Table 9 Effectiveness of hierarchical emotion classification.
| Label | Approach 2 - Two-level Hierarchy | Classification | Approach 3 - Three-level Hierarchy Classification | ||||
|---|---|---|---|---|---|---|---|
| Precision | Recall | F-measure | Precision | Recall | F-measure | ||
| Objective | 0.769 | 1.000 | 0.870 | 1.000 | 0.769 | 0.870 | |
| Anger | 0.844 | 0.692 | 0.761 | 0.844 | 0.667 | 0.745 | |
| Disgust | 0.724 | 0.750 | 0.737 | 0.808 | 0.724 | 0.764 | |
| Fear | 0.500 | 0.769 | 0.606 | 0.526 | 0.769 | 0.625 | |
| Sadness | 0.652 | 0.732 | 0.690 | 0.547 | 0.630 | 0.586 | |
| Happiness | 0.654 | 0.607 | 0.630 | 0.700 | 0.673 | 0.686 | |
| Surprise | 0.592 | 0.617 | 0.604 | 0.646 | 0.738 | 0.689 | |
| Average | 0.676 | 0.738 | 0.699 | 0.691 | 0.743 | 0.709 | |
| Accuracy | 68.50% | 69.60% | |||||
Table 10 Effectiveness of Approach 3 versus Approach 1.
| Approach 3 - Three-level | Approach 1 - Emotion | |||||||
|---|---|---|---|---|---|---|---|---|
| Level | Label | Hierarchy Classification | Classification | |||||
| Precision | Recall | F-measure | Precision | Recall | F-measure | |||
| Level 1 | Objective | 1.000 | 0.769 | 0.870 | 1.000 | 0.786 | 0.880 | |
| Opinion label | Subjective | 0.989 | 1.000 | 0.994 | ||||
| Level 2 | Positive | 0.939 | 0.975 | 0.957 | ||||
| Sentiment label | ||||||||
| (based on result | Negative | 0.959 | 0.904 | 0.931 | ||||
| of level 1) | ||||||||
| Anger | 0.844 | 0.667 | 0.745 | 0.769 | 0.694 | 0.730 | ||
| Level 3 | Disgust | 0.808 | 0.724 | 0.764 | 0.800 | 0.556 | 0.656 | |
| Emotion label | Fear | 0.526 | 0.769 | 0.625 | 0.500 | 0.538 | 0.519 | |
| (based on result | Sadness | 0.547 | 0.630 | 0.586 | 0.530 | 0.714 | 0.609 | |
| of level 2) | Happiness | 0.700 | 0.673 | 0.686 | 0.633 | 0.717 | 0.673 | |
| Surprise | 0.646 | 0.738 | 0.689 | 0.656 | 0.583 | 0.618 | ||
| Average | 0.691 | 0.743 | 0.709 | 0.688 | 0.667 | 0.670 | ||
| Accuracy | 69.60% | 66.67% | ||||||
5 Conclusion
In this paper, a framework for hierarchical classification of fined-grained emotions of cosmetic reviews written in the Thai language was presented.

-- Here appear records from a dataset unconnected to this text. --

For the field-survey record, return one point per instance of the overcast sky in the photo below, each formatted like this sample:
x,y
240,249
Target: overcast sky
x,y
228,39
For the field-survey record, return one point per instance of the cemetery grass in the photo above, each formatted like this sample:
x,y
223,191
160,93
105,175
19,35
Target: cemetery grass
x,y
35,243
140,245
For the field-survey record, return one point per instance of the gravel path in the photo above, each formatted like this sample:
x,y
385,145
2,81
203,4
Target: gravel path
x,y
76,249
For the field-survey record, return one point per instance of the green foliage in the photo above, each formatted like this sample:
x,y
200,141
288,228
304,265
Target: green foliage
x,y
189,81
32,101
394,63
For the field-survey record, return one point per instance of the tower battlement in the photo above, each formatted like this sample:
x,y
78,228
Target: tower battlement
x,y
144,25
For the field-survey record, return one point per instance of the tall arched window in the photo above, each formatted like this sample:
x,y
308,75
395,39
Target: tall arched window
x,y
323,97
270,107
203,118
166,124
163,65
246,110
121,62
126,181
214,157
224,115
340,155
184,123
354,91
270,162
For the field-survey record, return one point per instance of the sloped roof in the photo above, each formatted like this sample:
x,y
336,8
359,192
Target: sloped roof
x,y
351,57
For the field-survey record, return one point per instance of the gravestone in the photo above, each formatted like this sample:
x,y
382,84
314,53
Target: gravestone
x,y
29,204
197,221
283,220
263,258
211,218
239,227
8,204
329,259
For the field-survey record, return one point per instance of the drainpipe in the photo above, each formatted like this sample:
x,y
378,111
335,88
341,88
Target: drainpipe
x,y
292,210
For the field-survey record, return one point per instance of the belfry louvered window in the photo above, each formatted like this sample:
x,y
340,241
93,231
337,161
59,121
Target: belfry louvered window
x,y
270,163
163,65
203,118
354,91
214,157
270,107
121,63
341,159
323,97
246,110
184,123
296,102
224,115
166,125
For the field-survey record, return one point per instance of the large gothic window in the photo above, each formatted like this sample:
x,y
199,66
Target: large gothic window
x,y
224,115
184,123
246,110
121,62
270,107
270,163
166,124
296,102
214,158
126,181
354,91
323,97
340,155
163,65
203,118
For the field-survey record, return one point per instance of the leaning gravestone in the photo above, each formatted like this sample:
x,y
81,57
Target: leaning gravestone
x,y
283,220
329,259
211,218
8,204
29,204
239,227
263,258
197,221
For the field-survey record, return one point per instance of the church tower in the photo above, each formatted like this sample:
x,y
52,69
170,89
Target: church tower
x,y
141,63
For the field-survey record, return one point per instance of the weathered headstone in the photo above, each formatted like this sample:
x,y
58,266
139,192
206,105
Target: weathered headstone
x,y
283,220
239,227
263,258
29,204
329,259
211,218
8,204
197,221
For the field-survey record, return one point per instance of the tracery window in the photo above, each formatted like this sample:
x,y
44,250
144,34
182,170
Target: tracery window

The proposed framework begins by extracting important words that express the opinion of the reviewer, representing each review with a set of features consisting of characteristics of unigram and bigram words and part-of-speech tags, and a Thai sentiment lexicon.
Three approaches of emotion classification were proposed and studied in detail, i.e. direct emotional classification of review texts; opinion filtering and emotional classification of opinions; and a hierarchical approach of opinion filtering, opinion polarity identification and emotion classification. At each step, Decision Tree, Support Vector Machine and Multinomial Naïve Bayes were tested as classifiers.
A set of experiments was conducted to evaluate the effectiveness of the different approaches and configurations on a collection of actual informal freetext reviews acquired from the Internet. The results showed that the proposed hierarchical approach had the best performance with precision, recall and Fmeasure at 0.691, 0.743 and 0.709, respectively. In addition, the Tf-Idf of bigram words was found to be the most effective set of features to tackle this problem.